Operation Jacana is a targeted cyberespionage campaign against a Guyanese governmental entity, likely by a Chinese threat group.
ESET researchers have discovered a cyberespionage campaign against a governmental entity in Guyana. Named Operation Jacana by ESET, they believe with medium confidence that it is linked to a China-aligned threat group. In the attack, the operators used a previously undocumented backdoor, DinodasRAT (Remote Access Trojan), that can exfiltrate files, manipulate Windows registry keys, and execute commands, and it encrypts the information it sends to the command and control server (C&C) using the Tiny Encryption Algorithm.

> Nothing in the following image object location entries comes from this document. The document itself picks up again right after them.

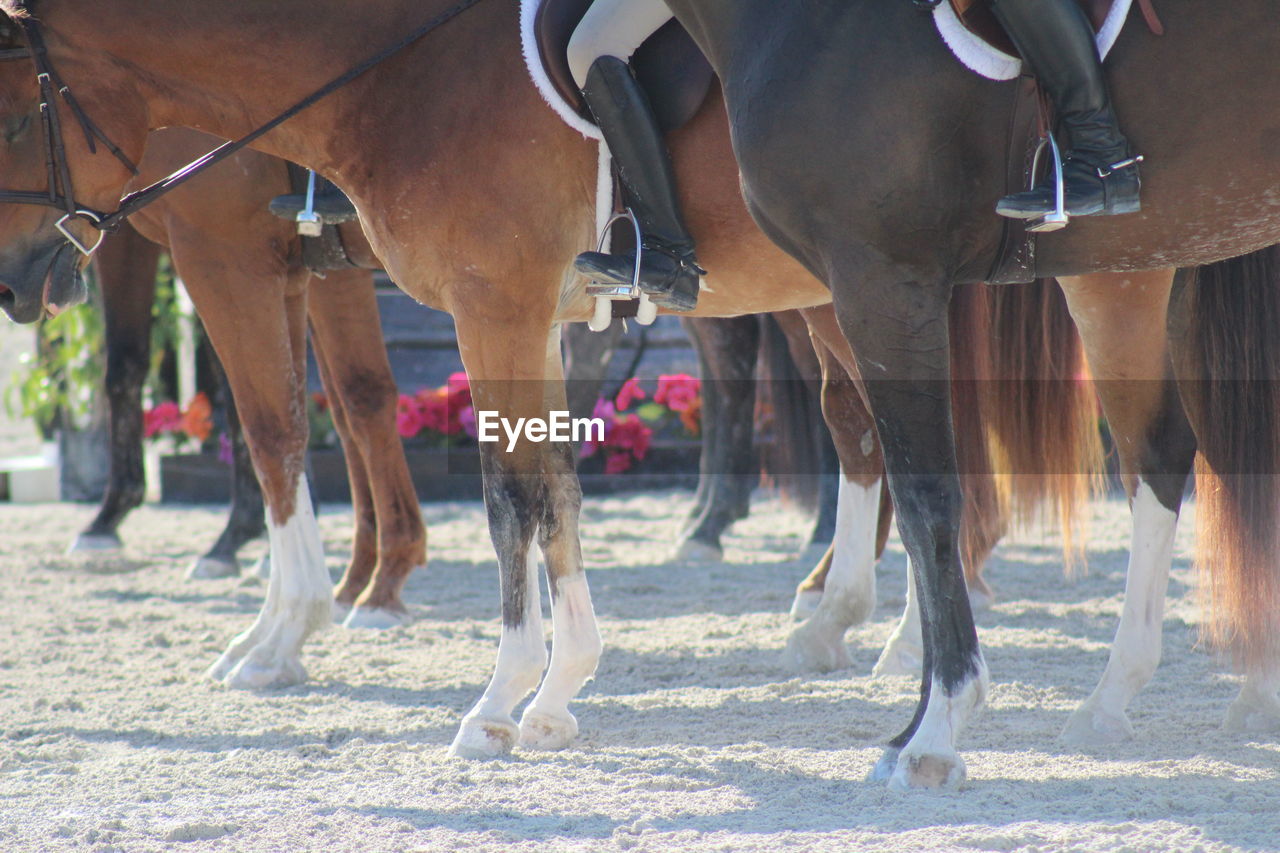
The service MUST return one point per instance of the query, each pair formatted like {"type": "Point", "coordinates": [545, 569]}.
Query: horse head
{"type": "Point", "coordinates": [54, 178]}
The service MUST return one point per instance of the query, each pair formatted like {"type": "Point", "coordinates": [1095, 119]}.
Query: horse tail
{"type": "Point", "coordinates": [1042, 411]}
{"type": "Point", "coordinates": [1232, 343]}
{"type": "Point", "coordinates": [791, 406]}
{"type": "Point", "coordinates": [984, 515]}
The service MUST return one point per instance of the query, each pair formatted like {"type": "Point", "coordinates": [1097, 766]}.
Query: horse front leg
{"type": "Point", "coordinates": [260, 337]}
{"type": "Point", "coordinates": [389, 538]}
{"type": "Point", "coordinates": [849, 584]}
{"type": "Point", "coordinates": [127, 267]}
{"type": "Point", "coordinates": [897, 328]}
{"type": "Point", "coordinates": [1121, 320]}
{"type": "Point", "coordinates": [530, 489]}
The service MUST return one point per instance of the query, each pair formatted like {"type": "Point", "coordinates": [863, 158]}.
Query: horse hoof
{"type": "Point", "coordinates": [928, 770]}
{"type": "Point", "coordinates": [1252, 714]}
{"type": "Point", "coordinates": [540, 730]}
{"type": "Point", "coordinates": [376, 619]}
{"type": "Point", "coordinates": [699, 552]}
{"type": "Point", "coordinates": [805, 603]}
{"type": "Point", "coordinates": [485, 738]}
{"type": "Point", "coordinates": [899, 658]}
{"type": "Point", "coordinates": [812, 649]}
{"type": "Point", "coordinates": [341, 610]}
{"type": "Point", "coordinates": [1091, 726]}
{"type": "Point", "coordinates": [95, 543]}
{"type": "Point", "coordinates": [211, 568]}
{"type": "Point", "coordinates": [263, 568]}
{"type": "Point", "coordinates": [264, 675]}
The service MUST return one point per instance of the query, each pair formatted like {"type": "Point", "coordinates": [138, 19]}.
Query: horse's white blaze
{"type": "Point", "coordinates": [1136, 649]}
{"type": "Point", "coordinates": [575, 651]}
{"type": "Point", "coordinates": [297, 605]}
{"type": "Point", "coordinates": [488, 729]}
{"type": "Point", "coordinates": [929, 760]}
{"type": "Point", "coordinates": [849, 593]}
{"type": "Point", "coordinates": [904, 653]}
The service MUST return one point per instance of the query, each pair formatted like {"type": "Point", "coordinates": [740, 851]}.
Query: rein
{"type": "Point", "coordinates": [60, 194]}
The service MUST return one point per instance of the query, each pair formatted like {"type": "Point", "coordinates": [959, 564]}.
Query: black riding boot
{"type": "Point", "coordinates": [1100, 172]}
{"type": "Point", "coordinates": [668, 269]}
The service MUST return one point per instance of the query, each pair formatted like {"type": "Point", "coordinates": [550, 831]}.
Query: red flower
{"type": "Point", "coordinates": [197, 420]}
{"type": "Point", "coordinates": [627, 393]}
{"type": "Point", "coordinates": [408, 420]}
{"type": "Point", "coordinates": [679, 391]}
{"type": "Point", "coordinates": [164, 418]}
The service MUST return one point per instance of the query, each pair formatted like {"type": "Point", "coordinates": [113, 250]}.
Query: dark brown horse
{"type": "Point", "coordinates": [835, 106]}
{"type": "Point", "coordinates": [519, 206]}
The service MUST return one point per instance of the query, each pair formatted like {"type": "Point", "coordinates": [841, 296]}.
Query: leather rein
{"type": "Point", "coordinates": [60, 195]}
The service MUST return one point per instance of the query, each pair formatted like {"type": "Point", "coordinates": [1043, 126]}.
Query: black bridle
{"type": "Point", "coordinates": [60, 194]}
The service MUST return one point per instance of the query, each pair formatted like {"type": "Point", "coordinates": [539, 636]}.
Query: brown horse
{"type": "Point", "coordinates": [516, 206]}
{"type": "Point", "coordinates": [242, 268]}
{"type": "Point", "coordinates": [126, 265]}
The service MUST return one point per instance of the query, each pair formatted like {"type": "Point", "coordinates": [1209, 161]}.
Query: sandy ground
{"type": "Point", "coordinates": [694, 735]}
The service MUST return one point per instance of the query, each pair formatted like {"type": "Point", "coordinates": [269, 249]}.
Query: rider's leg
{"type": "Point", "coordinates": [609, 33]}
{"type": "Point", "coordinates": [1101, 177]}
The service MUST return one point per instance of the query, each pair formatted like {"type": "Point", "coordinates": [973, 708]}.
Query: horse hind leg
{"type": "Point", "coordinates": [127, 268]}
{"type": "Point", "coordinates": [245, 518]}
{"type": "Point", "coordinates": [1121, 320]}
{"type": "Point", "coordinates": [389, 539]}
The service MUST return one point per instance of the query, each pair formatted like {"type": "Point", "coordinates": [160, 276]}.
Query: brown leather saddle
{"type": "Point", "coordinates": [978, 19]}
{"type": "Point", "coordinates": [670, 65]}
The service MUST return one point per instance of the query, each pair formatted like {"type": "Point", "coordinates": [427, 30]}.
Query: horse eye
{"type": "Point", "coordinates": [16, 127]}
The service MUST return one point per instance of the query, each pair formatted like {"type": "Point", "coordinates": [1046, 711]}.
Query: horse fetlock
{"type": "Point", "coordinates": [485, 737]}
{"type": "Point", "coordinates": [818, 646]}
{"type": "Point", "coordinates": [547, 730]}
{"type": "Point", "coordinates": [805, 603]}
{"type": "Point", "coordinates": [376, 619]}
{"type": "Point", "coordinates": [1096, 725]}
{"type": "Point", "coordinates": [1253, 711]}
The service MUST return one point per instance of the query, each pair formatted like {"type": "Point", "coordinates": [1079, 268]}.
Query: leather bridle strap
{"type": "Point", "coordinates": [59, 173]}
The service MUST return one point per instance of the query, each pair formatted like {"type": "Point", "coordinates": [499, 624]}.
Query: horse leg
{"type": "Point", "coordinates": [261, 341]}
{"type": "Point", "coordinates": [1121, 320]}
{"type": "Point", "coordinates": [849, 585]}
{"type": "Point", "coordinates": [389, 538]}
{"type": "Point", "coordinates": [245, 519]}
{"type": "Point", "coordinates": [531, 489]}
{"type": "Point", "coordinates": [726, 356]}
{"type": "Point", "coordinates": [127, 267]}
{"type": "Point", "coordinates": [896, 327]}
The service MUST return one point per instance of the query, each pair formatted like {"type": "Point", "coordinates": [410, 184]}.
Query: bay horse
{"type": "Point", "coordinates": [817, 90]}
{"type": "Point", "coordinates": [520, 206]}
{"type": "Point", "coordinates": [243, 272]}
{"type": "Point", "coordinates": [126, 267]}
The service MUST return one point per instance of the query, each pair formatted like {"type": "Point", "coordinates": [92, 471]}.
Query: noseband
{"type": "Point", "coordinates": [60, 194]}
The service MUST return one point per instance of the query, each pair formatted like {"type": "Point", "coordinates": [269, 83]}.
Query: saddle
{"type": "Point", "coordinates": [670, 65]}
{"type": "Point", "coordinates": [978, 19]}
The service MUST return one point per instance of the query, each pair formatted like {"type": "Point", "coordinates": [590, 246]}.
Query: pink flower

This campaign was targeted, as the threat actors crafted their emails specifically to entice their chosen victim organization. After successfully compromising an initial but limited set of machines with DinodasRAT, the operators proceeded to move inside and breach the target’s internal network, where they again deployed this backdoor. It has various capabilities that allow an attacker to spy on and collect sensitive information from a victim’s computer. Other malicious tools, such as a variant of Korplug (aka PlugX), were also deployed.
Korplug is common to China-aligned groups, for example, Mustang Panda. The attribution to a China-aligned threat actor is made with only medium confidence. This attribution is further supported by recent developments in Guyana–China diplomatic relations. In February 2023, the same month that Operation Jacana took place, the Special Organized Crime Unit of Guyana arrested three people in a money-laundering investigation involving Chinese companies, an act disputed by the local Chinese embassy.
“This domain indicates a Vietnamese governmental website; thus, we believe that the operators were able to compromise a Vietnamese governmental entity and use its infrastructure to host malware samples. ESET researchers notified the VNCERT about the compromised infrastructure,” said Fernando Tavella, ESET Researcher who discovered Operation Jacana.
The deployed spearphishing emails referenced recent Guyanese public and political affairs, indicating that the attackers are keeping track of their victims’ (geo)political activities to increase the likelihood of the operation’s success. One email, luring the victims with news concerning a “Guyanese fugitive in Vietnam,” contained a domain ending with gov.vn.